Tax news for financial institutions
Summary of key tax developments for financial institutions in Poland.
Article 15e of the Polish CIT Law — which has been limiting tax deductibility of costs of certain intangible services (e.g. management, data processing) purchased from related parties — is set to be revoked. Please refer to our previous newsletter for details.
However, the Polish government intends to replace Article 15e with an extra (additional to the standard 19% CIT) tax on gross profits. The new tax, so-called “minimum revenue tax”, will apply to:
- taxpayers who incurred a tax loss (excluding amortisation/depreciation), or
- taxpayers whose taxable income (increased by amortisation/depreciation) is lower than 1% of their taxable revenue.

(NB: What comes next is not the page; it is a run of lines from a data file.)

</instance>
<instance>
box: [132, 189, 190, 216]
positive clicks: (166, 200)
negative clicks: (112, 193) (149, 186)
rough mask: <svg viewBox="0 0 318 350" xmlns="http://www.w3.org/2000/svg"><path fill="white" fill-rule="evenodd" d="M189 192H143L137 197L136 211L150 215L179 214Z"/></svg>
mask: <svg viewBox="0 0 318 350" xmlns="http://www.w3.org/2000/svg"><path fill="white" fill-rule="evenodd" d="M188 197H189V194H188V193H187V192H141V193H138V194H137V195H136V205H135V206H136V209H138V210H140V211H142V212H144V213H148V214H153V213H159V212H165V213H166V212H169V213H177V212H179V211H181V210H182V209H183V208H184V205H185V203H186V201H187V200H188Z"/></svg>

The tax base will consist of:
- 4% of gross taxable revenues,
- plus the amount of costs not deductible under former Article 15e,
- plus financing costs not deductible under the thin capitalisation rules (Article 15c),
- plus deferred tax asset (DTA) recognised on some intangible assets previously not subject to amortisation.
The new tax will amount to 10% of the taxable base. So, generally speaking, it will amount to at least 0.4% of gross taxable revenues. However, it will also include 10% of costs that were not deductible under Article 15e (with some minor changes — like excluding the exemption for a direct link between a service purchased and a service rendered).
This will be a minimum tax, because its amount will be deducted from the regular 19% CIT.
There will be some exemptions from the above tax, e.g. for financial institutions (like banks or insurers; but not for loan companies, leasing companies, factors or shared service centres) or during the first three years of the taxpayer’s operations.
In its ruling of 11 March 2021 (C-812/19, Danske Bank), the CJEU confirmed that where transactions take place between establishments of the same legal entity, in order to analyse whether VAT implications will arise, consideration must be given to their VAT grouping status. If one or both establishments belong to a VAT group, then by extension they should be treated as separate taxable persons. Those transactions, therefore, need to be considered within the scope of VAT.
However, Polish tax authorities seem not to have followed this interpretation — if the headquarters are part of a VAT group, but the branch is not (this is the so-called reversed Skandia case), general terms apply and there is no taxable supply between a branch in Poland and its headquarters abroad, even if the headquarters are part of a VAT group. The CJEU ruling has not changed this standpoint — since the Danske Bank case, the Polish Director of the National Tax Information has issued at least three individual tax rulings presenting the view that a Polish branch should not recognise any import of services purchased from the headquarters (even if the headquarters are part of a VAT group).
This will change once Poland introduces VAT grouping rules (which is expected from the beginning of 2022). Planned amendments apply to situations involving a branch — they stipulate clearly than when a branch or the head office is part of a VAT group, all transactions between a branch and the head office will be considered for VAT purposes and cannot be disregarded. It will affect VAT (both: deductible input and charged output) of financial institutions operating in Poland through a branch.